1 Introduction

In the Experiment 2, our target is to separate the sea surface height change due to mass and steric based on the budget equation \[\Delta SSH = \Delta Mass + \Delta Steric + VLM\] and then produce a one degree prediction map for the mass change and steric change.

The equation is only conceptual. Each components need to be converted in to the same unit: mm/yr; and the relationship is not linear additive when written in exact physcis formula. However, we have derived that the non-linear and interaction parts can be absorbed into the residuals for the purpose of this experiment and the physics equation for the pixel wise budget is simplified to \[\Delta h \approx \frac{1}{a\rho_0} \Delta m + \frac{m_1}{a} (\frac{1}{\rho_2} - \frac{1}{\rho_1}) + vlm \] where \(a\) is area of the pixel, \(\rho_0 = 1000kg/m^3\) is the density of water, \(\rho_2\) and \(\rho_1\) are the densities for the start and end point of the period of interest, and \(m_1\) is the mass of the pixel at the beginning. Thus, the first term on the right hand side (rhs) of the above equation corresponds to the SSH change due mass and we denote it by \(\Delta h_m\). The second term corresponds to change due to steric and denote it by \(\Delta h_s\). The last term is a constant value across the ocean, since the change of ocean bottom shape has effect on the entire sea level. Details can be found in the documentations for experiment 2 – both ZS’s and RB’s. Then we can write \[\Delta h = \Delta h_m + \Delta h_s + vlm\] For our experiment 2b, we assume \(\Delta h_m\) and \(\Delta h_s\) are two independent latent Gaussian spatial processes a priori. They can be approximated by GMRF through the SPDE approach. Then the sea surface height change \(\Delta h\) can be reconstruct from the the above equation.

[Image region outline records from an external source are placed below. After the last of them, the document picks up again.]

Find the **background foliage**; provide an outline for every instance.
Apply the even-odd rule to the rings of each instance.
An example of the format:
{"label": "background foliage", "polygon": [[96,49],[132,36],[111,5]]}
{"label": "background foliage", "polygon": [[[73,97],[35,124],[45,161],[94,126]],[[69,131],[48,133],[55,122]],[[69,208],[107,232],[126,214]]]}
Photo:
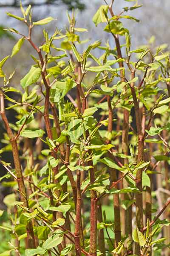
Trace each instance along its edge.
{"label": "background foliage", "polygon": [[113,1],[99,7],[92,19],[109,41],[85,46],[74,11],[40,44],[34,30],[55,19],[7,13],[25,26],[5,30],[20,37],[10,57],[27,61],[19,78],[9,55],[0,62],[2,255],[170,253],[168,46],[133,46],[123,24],[141,6],[126,2],[117,14]]}

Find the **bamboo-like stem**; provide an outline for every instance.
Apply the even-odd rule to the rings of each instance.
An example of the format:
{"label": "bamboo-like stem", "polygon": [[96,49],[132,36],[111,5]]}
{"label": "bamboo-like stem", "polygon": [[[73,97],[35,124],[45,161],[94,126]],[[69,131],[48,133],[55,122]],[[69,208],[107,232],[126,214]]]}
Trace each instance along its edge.
{"label": "bamboo-like stem", "polygon": [[[97,205],[97,216],[99,222],[103,222],[103,216],[102,214],[102,204],[101,200],[98,201]],[[106,255],[106,251],[105,244],[105,237],[104,235],[103,229],[99,229],[98,230],[98,241],[99,249],[102,253],[103,256]]]}
{"label": "bamboo-like stem", "polygon": [[[112,182],[116,182],[117,178],[116,170],[114,169],[110,170],[110,178]],[[116,185],[114,186],[116,187]],[[121,230],[120,222],[120,203],[119,194],[113,195],[114,205],[114,231],[115,233],[115,246],[118,246],[119,242],[121,239]]]}
{"label": "bamboo-like stem", "polygon": [[74,241],[76,256],[81,256],[80,231],[81,228],[82,197],[80,190],[81,172],[79,170],[77,175],[77,202],[76,207],[76,221],[75,224]]}
{"label": "bamboo-like stem", "polygon": [[[111,3],[109,6],[109,10],[112,17],[114,16],[114,13],[112,10],[113,3],[113,1],[111,2]],[[122,54],[119,36],[117,35],[113,35],[113,36],[115,40],[118,58],[122,58]],[[124,67],[123,62],[122,61],[119,62],[119,67]],[[124,78],[123,70],[120,70],[120,73],[121,80],[122,82],[124,82],[125,81],[125,79]],[[129,132],[129,113],[127,110],[125,109],[123,113],[123,122],[122,141],[123,152],[125,154],[127,155],[128,155],[128,134]],[[127,158],[124,160],[124,164],[128,163],[128,160]],[[126,181],[124,180],[123,182],[123,186],[126,186],[128,184]],[[126,194],[125,195],[125,197],[126,197],[126,198],[125,198],[125,199],[127,199],[128,200],[129,199],[129,197],[128,195]],[[132,209],[131,207],[130,207],[126,211],[124,211],[124,210],[122,211],[122,221],[123,223],[124,223],[124,225],[123,225],[123,234],[124,235],[128,234],[129,235],[130,239],[131,239],[132,236],[131,212]]]}
{"label": "bamboo-like stem", "polygon": [[[110,102],[110,96],[107,96],[108,105],[109,110],[108,124],[108,131],[111,133],[113,130],[113,111]],[[108,143],[110,143],[108,141]],[[111,180],[112,182],[117,180],[117,177],[116,173],[116,170],[110,168],[110,173]],[[120,211],[119,204],[119,194],[113,195],[113,207],[114,207],[114,229],[115,232],[115,246],[117,247],[119,242],[121,239],[121,222],[120,222]]]}
{"label": "bamboo-like stem", "polygon": [[[2,119],[5,126],[6,131],[9,137],[12,147],[12,151],[15,166],[17,182],[20,193],[21,201],[23,202],[25,207],[28,208],[28,204],[25,189],[23,173],[21,169],[21,163],[17,145],[17,140],[15,139],[13,133],[11,130],[5,111],[4,99],[3,92],[0,90],[0,114]],[[28,248],[35,247],[35,240],[34,236],[32,222],[28,222],[27,227],[27,241]]]}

For the observations, we have altimetry directly measuring the sea surface height and GRACE observing the mass change, therefore we can write \[ y_{alt} = \Delta h_m + \Delta h_s + vlm + error_{alt} \\ y_{grace-gia} = \Delta h_m + error_{grace}\]

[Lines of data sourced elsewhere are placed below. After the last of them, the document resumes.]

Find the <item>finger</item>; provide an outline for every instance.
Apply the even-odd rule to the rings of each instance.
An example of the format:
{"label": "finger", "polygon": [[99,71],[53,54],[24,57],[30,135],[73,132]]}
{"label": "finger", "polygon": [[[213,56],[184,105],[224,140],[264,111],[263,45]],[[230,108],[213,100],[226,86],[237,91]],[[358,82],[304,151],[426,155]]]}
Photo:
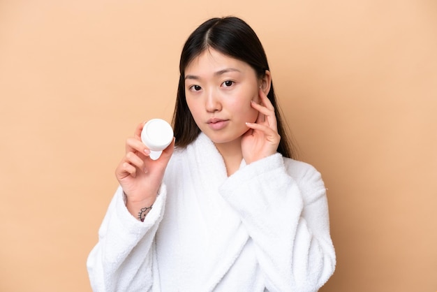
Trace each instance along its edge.
{"label": "finger", "polygon": [[133,137],[137,139],[141,140],[141,132],[142,131],[142,128],[144,128],[144,125],[146,124],[147,121],[145,121],[142,123],[138,124],[136,129],[135,129],[135,132],[133,133]]}
{"label": "finger", "polygon": [[144,169],[144,161],[133,152],[128,152],[126,154],[125,161],[139,169]]}
{"label": "finger", "polygon": [[165,160],[165,163],[168,161],[170,158],[173,154],[173,152],[175,150],[175,142],[176,142],[176,139],[175,138],[175,137],[173,137],[173,140],[172,141],[172,143],[170,143],[168,146],[167,146],[167,148],[163,150],[163,152],[161,154],[161,157],[162,157],[163,159]]}
{"label": "finger", "polygon": [[252,130],[257,130],[264,133],[267,137],[267,140],[273,143],[276,143],[281,139],[278,132],[267,125],[255,123],[246,123],[246,125]]}
{"label": "finger", "polygon": [[140,140],[135,138],[128,138],[126,140],[126,153],[141,153],[142,155],[149,156],[150,149]]}
{"label": "finger", "polygon": [[261,99],[261,102],[267,108],[270,110],[274,111],[274,107],[272,104],[272,102],[261,89],[260,89],[260,98]]}
{"label": "finger", "polygon": [[274,115],[274,109],[270,110],[266,108],[265,106],[256,103],[255,101],[252,101],[251,105],[253,108],[255,108],[256,110],[261,112],[264,115],[266,115],[266,116],[269,116],[272,115]]}

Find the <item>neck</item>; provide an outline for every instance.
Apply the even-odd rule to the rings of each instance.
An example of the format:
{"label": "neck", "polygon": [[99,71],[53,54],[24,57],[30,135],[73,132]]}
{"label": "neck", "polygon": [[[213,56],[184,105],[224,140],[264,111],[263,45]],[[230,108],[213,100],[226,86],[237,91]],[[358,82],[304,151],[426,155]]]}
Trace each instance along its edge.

The vlm will be calculated as GIA averaged over the ocean and the GIA values are given by the ICE6G-VM5 solution.

Thus the two latent processes can be separated from the above observation equations and the posterior of the two processes will be correlated due to the sum constraint. The posterior uncertainty of \(\Delta h\) will be no larger than the sum of the two processes, since they will be negative correlated. (Find out how to calculated the marginal variance of this linear combination in INLA!)

The GRACE data will be used to learn the mass change; but to better separate the mass and steric components, we need to impose some priors on the hyper-parameters for these two processes. For the mass change process, we assume the following prior: \(\rho \sim \log\mbox{Norm}(1600/6371, 1), \sigma^2 \sim \log\mbox{Norm}(40, 80^2)\). For the steric process, we assume \(\rho \sim \log\mbox{Norm}(2000/6371, 1), \sigma^2 \sim \log\mbox{Norm}(15, 30^2)\). (Need more discussion later for setting the prior.)

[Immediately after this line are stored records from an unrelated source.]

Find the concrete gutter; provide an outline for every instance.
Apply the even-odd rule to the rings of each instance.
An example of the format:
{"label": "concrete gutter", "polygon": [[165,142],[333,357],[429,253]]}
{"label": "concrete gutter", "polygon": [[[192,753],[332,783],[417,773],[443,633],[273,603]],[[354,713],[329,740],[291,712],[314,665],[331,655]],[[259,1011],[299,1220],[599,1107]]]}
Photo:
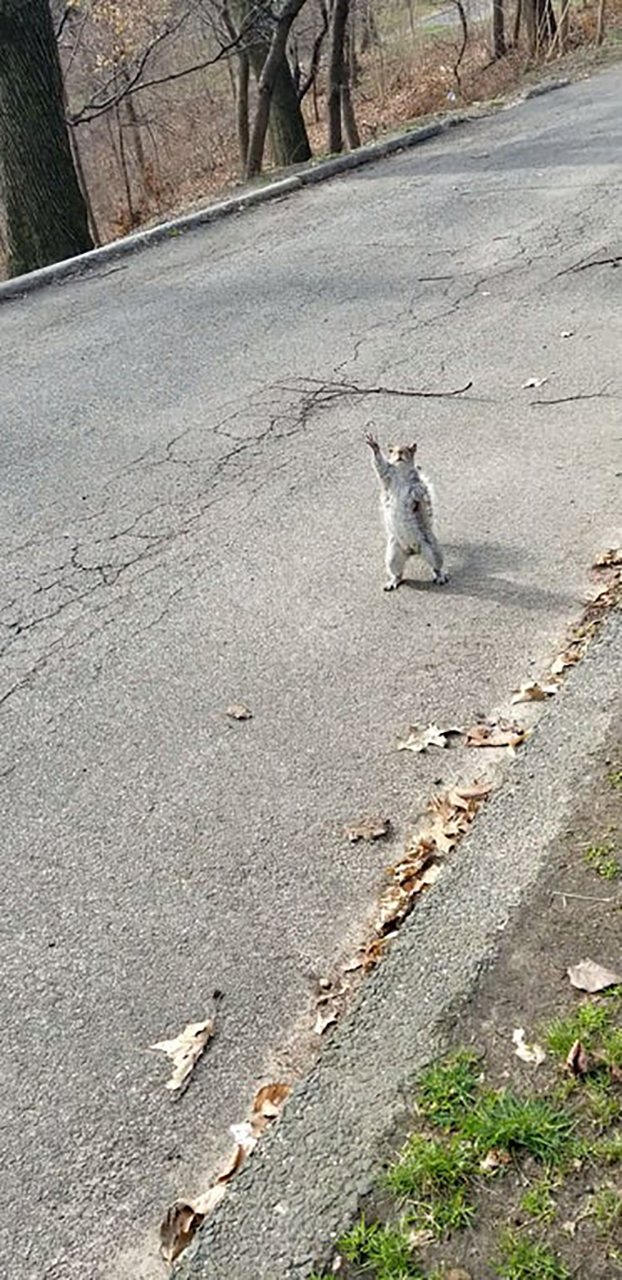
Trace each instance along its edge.
{"label": "concrete gutter", "polygon": [[184,214],[182,218],[173,218],[169,221],[159,223],[157,227],[150,227],[146,230],[134,232],[132,236],[124,236],[122,239],[113,241],[110,244],[102,244],[101,248],[93,248],[88,253],[79,253],[77,257],[68,257],[63,262],[52,262],[51,266],[44,266],[38,271],[29,271],[27,275],[17,275],[12,280],[5,280],[0,283],[0,303],[10,298],[23,297],[26,293],[41,289],[46,284],[83,275],[97,266],[115,262],[129,253],[137,253],[140,250],[161,243],[161,241],[183,236],[186,232],[206,227],[210,223],[219,221],[221,218],[229,218],[232,214],[239,214],[244,209],[252,209],[255,205],[265,205],[270,200],[279,200],[293,191],[299,191],[301,187],[326,182],[329,178],[334,178],[340,173],[348,173],[351,169],[360,168],[360,165],[372,164],[375,160],[381,160],[395,151],[406,151],[410,147],[416,147],[429,138],[436,138],[439,134],[447,133],[457,124],[493,115],[502,108],[517,106],[530,97],[549,93],[557,88],[564,88],[570,83],[570,78],[541,81],[508,102],[484,104],[484,106],[472,108],[468,111],[448,115],[438,123],[424,124],[416,129],[408,129],[404,133],[383,138],[380,142],[370,142],[366,146],[357,147],[356,151],[349,151],[347,155],[334,156],[330,160],[321,160],[319,163],[311,161],[308,165],[301,166],[297,172],[292,173],[291,177],[279,178],[262,187],[252,187],[238,196],[232,196],[229,200],[206,205],[192,214]]}
{"label": "concrete gutter", "polygon": [[622,614],[546,707],[507,781],[206,1220],[178,1280],[293,1280],[328,1260],[387,1155],[413,1075],[546,865],[622,705]]}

In the following we do the inference in INLA step by step.

2 Data

Load the pre-processed altimetry data, GRACE data, the ocean land mask and the ICE6G-VM5 data. The data are the linear year trend estimates over the period 2005-2015 with their corresponding estimated standard errors.

The Altimetry data used here is the CCI given by WL at 1 degree long-lat grid.

The GRACE is the GIA-adjusted mascons given by RB. More input will be need on this data set since

(1) There is no error estimates for RB's data. We resampled it from MS's super mascons. The errors are highly correlated and we need to put an artifical inflation factor in the model.
(2) GRACE is best at 2.5 degree resoltuion according to BDV so the 1 degree map is only interpolation. BDV should provide better GRACE solution later and justify the choice.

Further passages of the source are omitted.